Historisch lautete die Losung der Arbeiterbewegung, dass man im Falle des Losbrechens 
  eines Krieges durch die "eigenen" Herrschenden die Gewehre umdrehen 
  solle. Das ist nun heute leider wenig realistisch, da die Kriege der imperialistischen 
  Vormächte heutzutage nicht mehr durch Wehrpflichtigenarmeen - in denen 
  die Arbeiter die Gewehre umdrehen könnten - geführt werden, sondern 
  durch hochtechnisierte Spezialistenkommandos und Freiwilligenarmeen. Dennoch 
  lässt sich der alte, und noch immer richtige, Slogan im übertragenen 
  Sinne anwenden: Dreht die (argumentativen) Waffen der Kritik um, nach hinten 
  gegen die Verantwortlichen im eigenen Land !
  
  Die zentrale Frage bei einer Mobilisierung wäre, was sie ihrem "eigenen" 

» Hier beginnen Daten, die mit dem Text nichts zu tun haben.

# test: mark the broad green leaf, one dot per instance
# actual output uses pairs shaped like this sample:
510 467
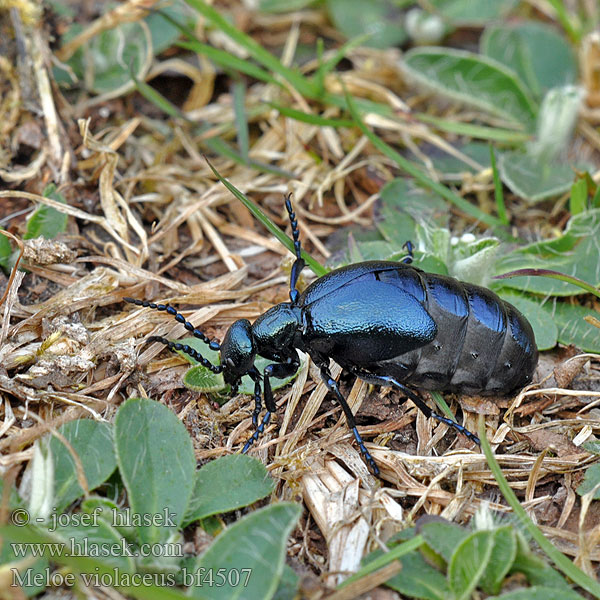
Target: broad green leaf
444 538
537 52
46 221
572 326
381 19
532 178
157 464
473 80
92 441
590 481
468 13
106 62
539 593
504 552
418 579
578 199
228 483
575 253
544 328
100 540
253 548
469 562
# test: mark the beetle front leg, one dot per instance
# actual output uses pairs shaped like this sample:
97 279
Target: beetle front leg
332 386
278 370
420 404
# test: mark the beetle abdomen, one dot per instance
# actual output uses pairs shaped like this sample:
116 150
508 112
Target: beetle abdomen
483 345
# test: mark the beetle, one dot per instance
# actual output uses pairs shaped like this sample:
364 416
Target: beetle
388 323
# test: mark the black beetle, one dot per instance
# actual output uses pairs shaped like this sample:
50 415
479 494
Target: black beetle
390 324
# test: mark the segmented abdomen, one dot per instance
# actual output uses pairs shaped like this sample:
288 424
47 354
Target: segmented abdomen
484 345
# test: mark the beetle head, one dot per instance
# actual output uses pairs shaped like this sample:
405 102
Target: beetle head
238 350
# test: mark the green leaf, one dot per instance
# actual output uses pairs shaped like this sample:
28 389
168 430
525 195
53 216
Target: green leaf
92 441
541 57
504 552
253 547
46 221
99 540
574 253
545 330
473 80
107 60
572 326
418 579
534 178
463 13
539 593
157 464
32 573
578 199
226 484
444 538
381 19
469 562
591 481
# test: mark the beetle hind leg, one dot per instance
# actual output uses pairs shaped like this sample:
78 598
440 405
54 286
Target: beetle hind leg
420 404
333 387
299 262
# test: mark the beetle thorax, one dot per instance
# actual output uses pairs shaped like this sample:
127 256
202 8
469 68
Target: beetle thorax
274 332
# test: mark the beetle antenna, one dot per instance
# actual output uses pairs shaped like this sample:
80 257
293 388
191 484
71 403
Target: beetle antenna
212 344
299 262
177 346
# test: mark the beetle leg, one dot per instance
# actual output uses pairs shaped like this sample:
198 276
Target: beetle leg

  Imperialismus dabei vorwerfen kann. Nun kann es nicht dabei gehen, die Kritik 
  an zwei Formen der Barbarei der Großmächte - etwa das Giftgas, das 
  vorgestern an den Diktator geliefert wurde, gegen die Bomben, die morgen auf 
  die Bevölkerung fallen - auszuspielen. Vielmehr sind beide Seiten der Medaille, 
  die Hochrüstung eines durch und durch verurteilungswürdigen Regimes 
  gestern und der militärische Angriff auf das Land heute, als Ausdrücke 
  ähnlich gelagerter Interessen zu verstehen. Dabei ist die Kritik auf die 
  Verhältnisse im eigenen Land zuzuspitzen. 
  
  Von selbst verbietet sich hingegen die positive Bezugnahme auf eine massenmörderische 
  Diktatur, die dereinst vom (us-amerikanischen, französischen, deutschen) 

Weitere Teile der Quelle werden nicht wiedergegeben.